The Harvard Undergraduate Palestine Solidarity Committee announced on social media Tuesday that it had been suspended by the university after being placed on an “illegitimate and retroactive probation.”

A university spokesperson confirmed the suspension to The Boston Globe, which described the committee as the leading pro-Palestinian student group on Havard’s campus. MassLive has contacted a Havard spokesperson to confirm the suspension.

In an Instagram post announcing the suspension, the committee said it had faced “unprecedented repression” as it has protested what it dubbed “the ongoing genocide in Gaza.”

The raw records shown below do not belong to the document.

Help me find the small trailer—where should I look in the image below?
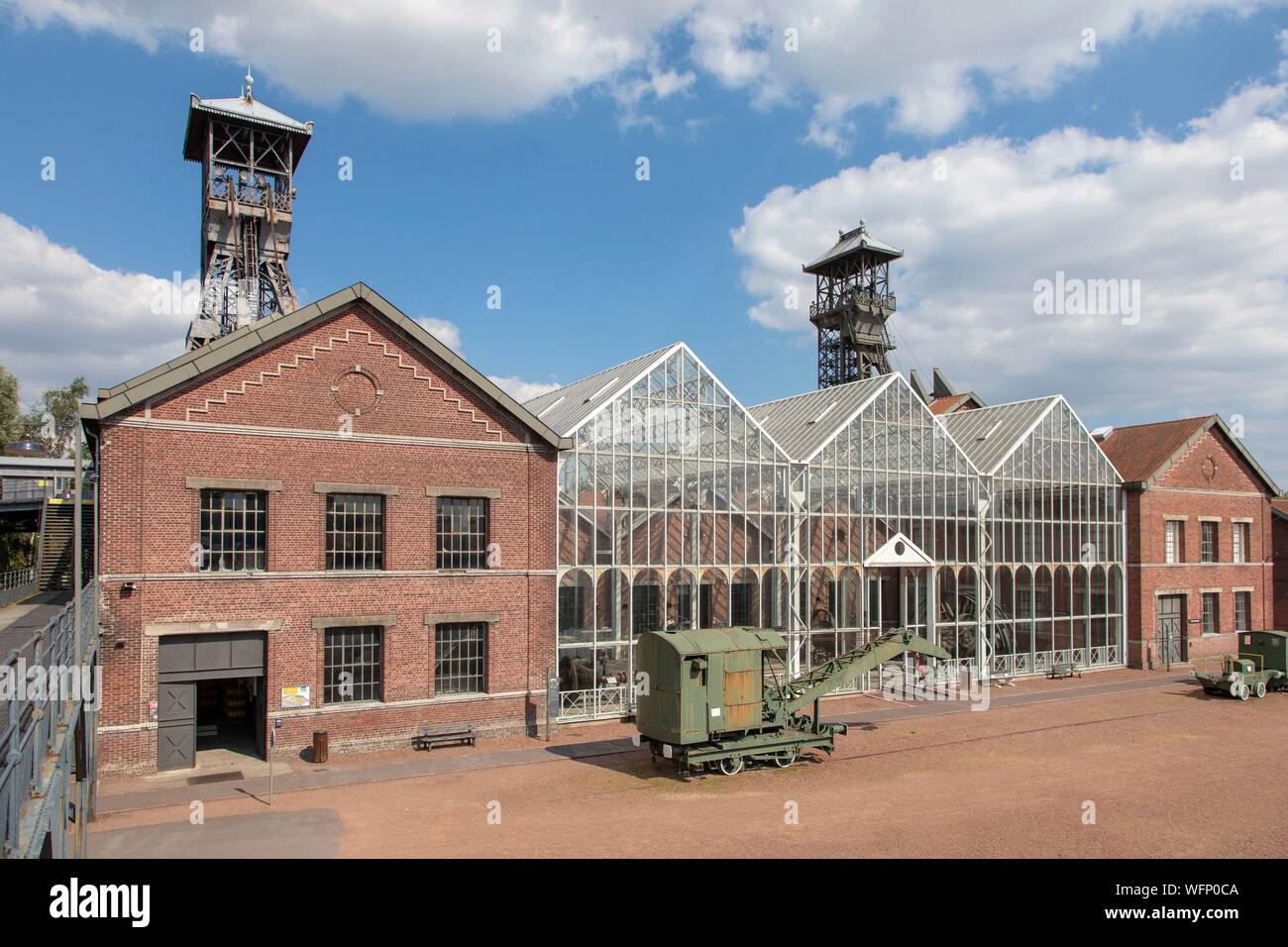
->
[634,627,950,776]
[1190,631,1288,701]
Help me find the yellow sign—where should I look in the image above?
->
[282,684,313,710]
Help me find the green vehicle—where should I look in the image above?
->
[634,627,950,776]
[1190,631,1288,701]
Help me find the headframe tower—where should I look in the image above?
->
[802,220,903,388]
[183,69,313,349]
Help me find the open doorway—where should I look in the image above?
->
[197,678,263,766]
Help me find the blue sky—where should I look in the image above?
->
[0,0,1288,483]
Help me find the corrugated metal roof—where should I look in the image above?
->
[802,220,903,273]
[939,394,1060,474]
[192,95,313,136]
[183,93,313,164]
[747,373,899,463]
[523,342,684,437]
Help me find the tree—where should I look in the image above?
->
[0,365,22,450]
[23,374,89,458]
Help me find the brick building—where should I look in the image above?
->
[1100,415,1279,668]
[1270,497,1288,631]
[81,283,568,771]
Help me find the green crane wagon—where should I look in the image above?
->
[1190,631,1288,701]
[634,627,950,776]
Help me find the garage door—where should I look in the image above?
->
[158,684,197,770]
[158,631,266,770]
[158,631,265,682]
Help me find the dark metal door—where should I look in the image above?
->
[1154,595,1185,664]
[158,684,197,770]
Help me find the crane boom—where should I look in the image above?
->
[765,629,952,715]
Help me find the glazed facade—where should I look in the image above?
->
[538,343,1124,719]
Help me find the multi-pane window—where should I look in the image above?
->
[322,626,383,703]
[1163,519,1182,562]
[326,493,385,570]
[628,585,662,635]
[1199,522,1218,562]
[729,582,756,626]
[434,621,486,694]
[438,496,486,570]
[1231,523,1248,562]
[201,489,268,573]
[1203,591,1221,635]
[1234,591,1252,631]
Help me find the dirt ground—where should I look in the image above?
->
[91,678,1288,858]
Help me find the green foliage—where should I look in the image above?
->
[0,365,22,445]
[23,374,89,458]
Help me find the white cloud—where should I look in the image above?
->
[0,214,558,417]
[488,374,561,404]
[731,70,1288,483]
[13,0,1274,142]
[0,214,181,403]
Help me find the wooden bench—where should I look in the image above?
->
[1047,661,1082,681]
[411,723,474,750]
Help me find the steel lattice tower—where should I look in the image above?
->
[183,69,313,349]
[802,220,903,388]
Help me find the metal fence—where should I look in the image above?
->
[0,566,36,608]
[0,581,99,858]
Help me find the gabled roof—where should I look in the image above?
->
[748,373,903,464]
[930,391,984,415]
[80,282,572,450]
[802,220,903,273]
[1100,415,1280,496]
[941,394,1060,474]
[524,342,692,437]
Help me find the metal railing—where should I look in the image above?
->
[559,684,627,720]
[0,566,36,607]
[0,581,99,858]
[808,290,897,318]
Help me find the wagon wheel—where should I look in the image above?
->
[720,756,742,776]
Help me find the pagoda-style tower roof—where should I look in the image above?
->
[183,85,313,170]
[802,220,903,275]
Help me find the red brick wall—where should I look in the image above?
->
[90,303,555,771]
[1127,429,1275,668]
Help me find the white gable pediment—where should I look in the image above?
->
[863,532,935,569]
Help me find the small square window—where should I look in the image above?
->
[322,626,383,703]
[435,496,488,570]
[434,621,486,694]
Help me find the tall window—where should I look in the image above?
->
[1199,523,1218,562]
[1203,591,1221,635]
[729,582,756,626]
[322,626,383,703]
[326,493,385,570]
[201,489,268,573]
[631,585,662,635]
[434,621,486,694]
[438,496,486,570]
[1234,591,1252,631]
[1163,519,1184,562]
[1231,523,1248,562]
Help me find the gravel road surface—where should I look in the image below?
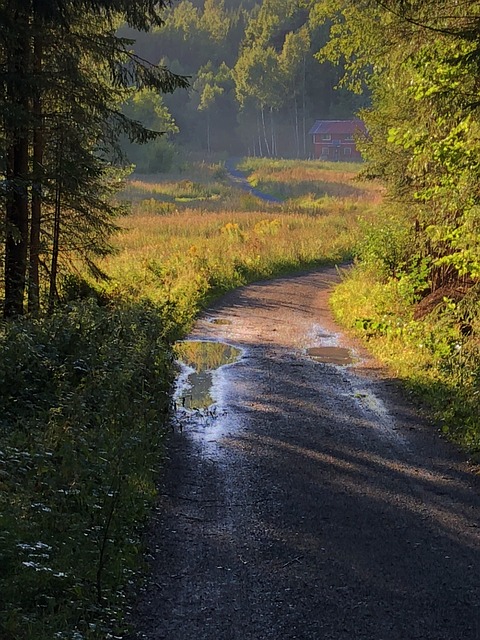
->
[128,269,480,640]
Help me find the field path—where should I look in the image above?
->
[225,158,282,203]
[132,269,480,640]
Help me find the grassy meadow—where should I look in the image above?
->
[0,159,480,640]
[0,156,376,640]
[101,160,380,335]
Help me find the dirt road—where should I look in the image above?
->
[129,269,480,640]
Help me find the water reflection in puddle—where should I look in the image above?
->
[307,347,353,365]
[175,340,241,411]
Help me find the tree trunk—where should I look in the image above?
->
[3,15,30,318]
[28,29,44,316]
[257,111,263,158]
[260,105,271,156]
[293,94,300,158]
[48,142,62,314]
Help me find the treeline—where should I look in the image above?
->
[121,0,368,165]
[0,0,186,640]
[317,0,480,451]
[0,0,186,317]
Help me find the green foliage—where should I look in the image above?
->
[331,266,480,454]
[0,299,172,640]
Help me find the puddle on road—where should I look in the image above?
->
[175,340,242,411]
[307,347,353,365]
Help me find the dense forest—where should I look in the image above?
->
[120,0,369,172]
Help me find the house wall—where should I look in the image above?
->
[313,133,362,162]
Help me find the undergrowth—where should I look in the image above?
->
[0,300,176,640]
[331,213,480,460]
[0,158,376,640]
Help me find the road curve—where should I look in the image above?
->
[131,269,480,640]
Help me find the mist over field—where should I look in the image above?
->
[120,0,368,168]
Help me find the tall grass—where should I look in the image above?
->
[0,156,382,640]
[96,160,378,335]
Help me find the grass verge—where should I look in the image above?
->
[331,265,480,462]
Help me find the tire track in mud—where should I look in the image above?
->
[132,269,480,640]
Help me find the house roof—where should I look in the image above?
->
[308,120,367,135]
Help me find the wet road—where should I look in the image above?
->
[129,269,480,640]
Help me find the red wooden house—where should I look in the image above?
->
[308,120,367,162]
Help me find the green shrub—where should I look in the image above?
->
[0,299,176,640]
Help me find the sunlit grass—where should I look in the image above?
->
[239,158,383,204]
[94,161,375,330]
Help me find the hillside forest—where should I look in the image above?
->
[120,0,368,173]
[0,0,480,640]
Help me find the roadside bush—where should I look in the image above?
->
[331,264,480,457]
[0,299,172,640]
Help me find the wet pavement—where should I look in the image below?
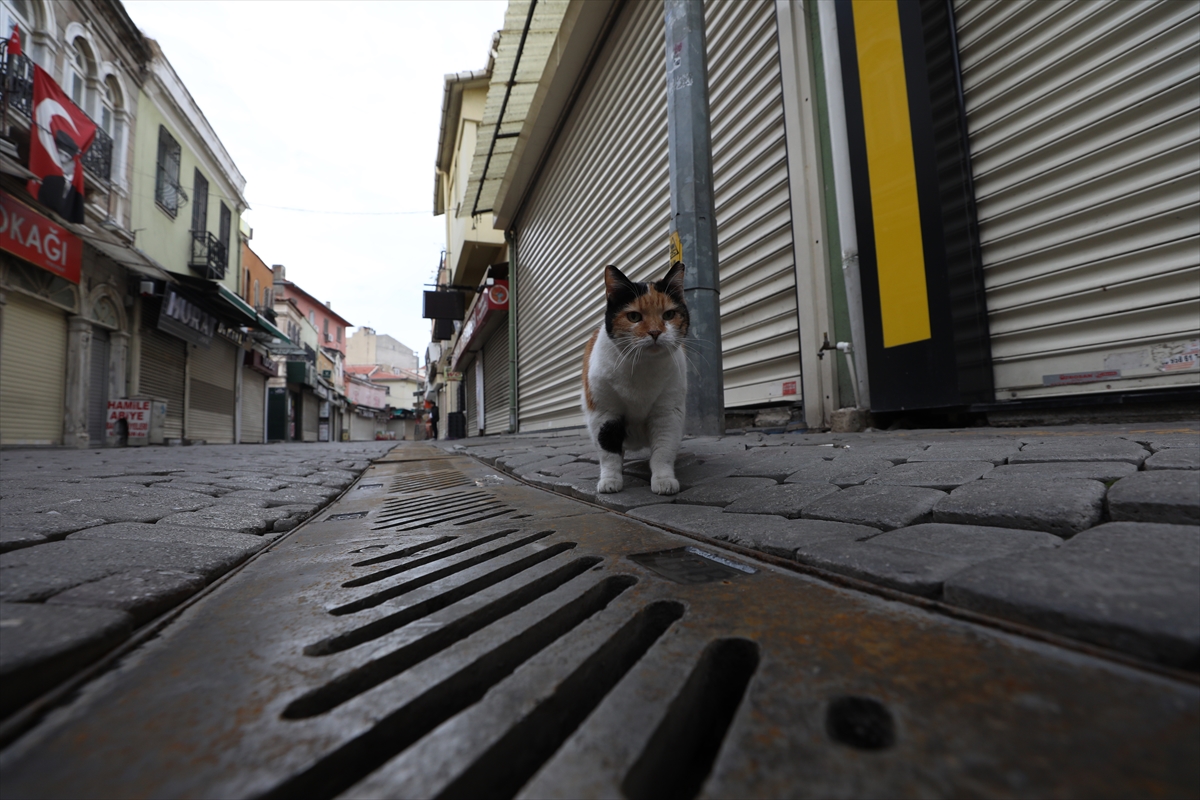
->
[438,421,1200,670]
[0,441,395,718]
[0,448,1200,800]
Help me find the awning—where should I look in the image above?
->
[71,232,176,283]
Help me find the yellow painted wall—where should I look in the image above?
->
[131,91,241,294]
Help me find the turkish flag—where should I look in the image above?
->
[29,65,96,222]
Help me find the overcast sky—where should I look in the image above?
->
[125,0,508,360]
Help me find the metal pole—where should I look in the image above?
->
[662,0,725,437]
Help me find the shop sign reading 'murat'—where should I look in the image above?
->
[0,192,83,283]
[158,285,217,347]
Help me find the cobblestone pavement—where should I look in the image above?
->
[0,441,396,717]
[438,421,1200,670]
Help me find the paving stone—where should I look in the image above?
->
[1141,447,1200,469]
[676,458,738,489]
[1150,433,1200,452]
[802,485,947,530]
[725,511,880,560]
[871,522,1062,561]
[0,503,104,539]
[785,456,893,488]
[833,440,930,464]
[866,461,992,492]
[67,522,263,554]
[0,528,52,553]
[908,441,1021,465]
[46,570,204,626]
[944,522,1200,669]
[0,539,251,602]
[984,461,1138,483]
[1008,438,1150,464]
[158,504,292,534]
[594,489,677,512]
[0,602,133,718]
[1109,470,1200,525]
[512,453,575,475]
[676,477,776,506]
[733,447,826,481]
[720,483,839,519]
[934,477,1104,539]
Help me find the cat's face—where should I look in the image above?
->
[604,264,688,351]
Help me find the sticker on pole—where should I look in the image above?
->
[671,230,683,264]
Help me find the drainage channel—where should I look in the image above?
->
[0,449,1200,800]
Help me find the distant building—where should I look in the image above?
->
[346,327,420,372]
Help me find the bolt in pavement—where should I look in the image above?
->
[0,425,1200,798]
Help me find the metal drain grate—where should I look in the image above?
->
[374,489,514,530]
[2,450,1200,800]
[388,468,475,493]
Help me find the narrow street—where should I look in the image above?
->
[0,426,1200,798]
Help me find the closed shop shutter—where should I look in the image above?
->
[517,0,800,431]
[484,325,509,433]
[0,291,67,445]
[88,327,109,447]
[187,336,240,444]
[705,0,801,408]
[138,319,187,439]
[955,0,1200,399]
[300,391,320,441]
[462,357,479,437]
[350,411,374,441]
[517,2,671,431]
[241,367,266,444]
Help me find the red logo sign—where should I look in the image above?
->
[0,192,83,283]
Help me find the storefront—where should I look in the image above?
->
[0,193,81,445]
[450,277,509,437]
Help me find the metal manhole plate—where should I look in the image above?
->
[0,459,1200,799]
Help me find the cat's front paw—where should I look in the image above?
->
[650,475,679,494]
[596,475,625,494]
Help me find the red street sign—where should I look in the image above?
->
[0,192,83,283]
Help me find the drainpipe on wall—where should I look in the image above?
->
[662,0,725,437]
[817,2,871,409]
[504,229,517,433]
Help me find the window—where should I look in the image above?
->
[154,125,182,217]
[192,169,209,230]
[218,203,233,266]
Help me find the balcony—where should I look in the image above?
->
[0,49,113,184]
[187,230,229,281]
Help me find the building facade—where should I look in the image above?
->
[451,0,1200,431]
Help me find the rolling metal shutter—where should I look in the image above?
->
[513,0,800,431]
[187,336,239,444]
[138,329,187,439]
[0,291,67,445]
[517,2,671,431]
[300,391,316,441]
[241,367,266,444]
[955,0,1200,399]
[484,325,509,433]
[88,327,109,447]
[704,0,801,408]
[462,356,479,437]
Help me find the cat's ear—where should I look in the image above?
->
[654,261,684,302]
[604,265,634,297]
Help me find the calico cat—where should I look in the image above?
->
[583,263,688,494]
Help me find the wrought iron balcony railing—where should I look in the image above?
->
[188,230,229,281]
[0,46,113,182]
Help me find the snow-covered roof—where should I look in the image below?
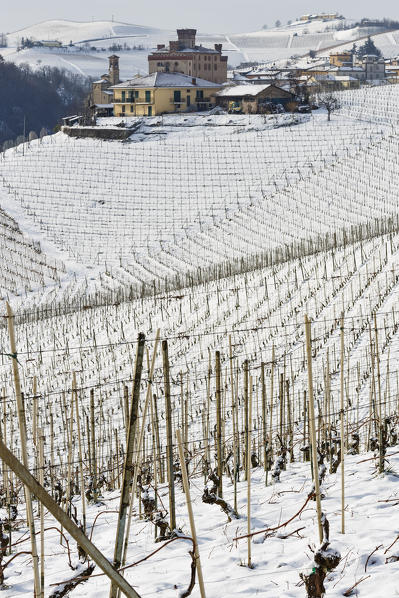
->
[152,46,220,54]
[110,73,221,89]
[217,83,290,98]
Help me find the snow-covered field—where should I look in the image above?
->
[2,454,399,598]
[0,76,399,598]
[0,86,399,302]
[1,20,399,79]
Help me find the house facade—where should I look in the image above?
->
[148,29,227,83]
[216,83,298,114]
[89,55,120,116]
[112,72,221,116]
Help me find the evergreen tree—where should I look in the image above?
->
[0,55,89,149]
[357,36,382,58]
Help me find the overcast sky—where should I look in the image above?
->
[4,0,399,33]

An email obtained by The Harvard Crimson, the university’s student-run newspaper, shows the school told the committee it must “cease all organizational activities for the remainder of the Spring 2024 term” or risk expulsion.

The committee said suspending the organization would not silence calls for Harvard to divest itself from “apartheid, occupation, and genocide.”

The suspension comes amid increasingly rising pro-Palestinian sentiment on college campuses in Massachusetts and beyond, marked by students at several area universities establishing encampments to show solidarity with protesters arrested at Columbia last week.

Tension and volatility has roiled college campuses since Hamas’ deadly Oct. 7 attack on southern Israel. Militants killed about 1,200 people, most of them civilians, and took roughly 250 hostages. In response, Israel has killed more than 34,000 Palestinians in the Gaza Strip, according to the local health ministry.

Since the war began, colleges and universities have struggled to balance campus safety with free speech rights amid intense student debate and protests. Many schools that tolerated protests and other disruptions for months are now doling out more heavy-handed discipline. A series of recent campus crackdowns on student protesters have included suspensions and, in some cases, expulsions.

The American Civil Liberties Union on Monday called for schools to “show restraint” amid the protests.

“The ACLU urges campus administrators and law enforcement to exercise restraint in interfering with student demonstrations and encampments,” ACLU of Massachusetts Executive Director Carol Rose said in a statement. “Colleges and universities also must resist heavy-handed pressure from Congress and others to clamp down on student protest – even when issues are contentious – and remain firm in their commitment to free speech, open debate, and peaceful dissent on campus. The principles on which this country was founded demand no less.”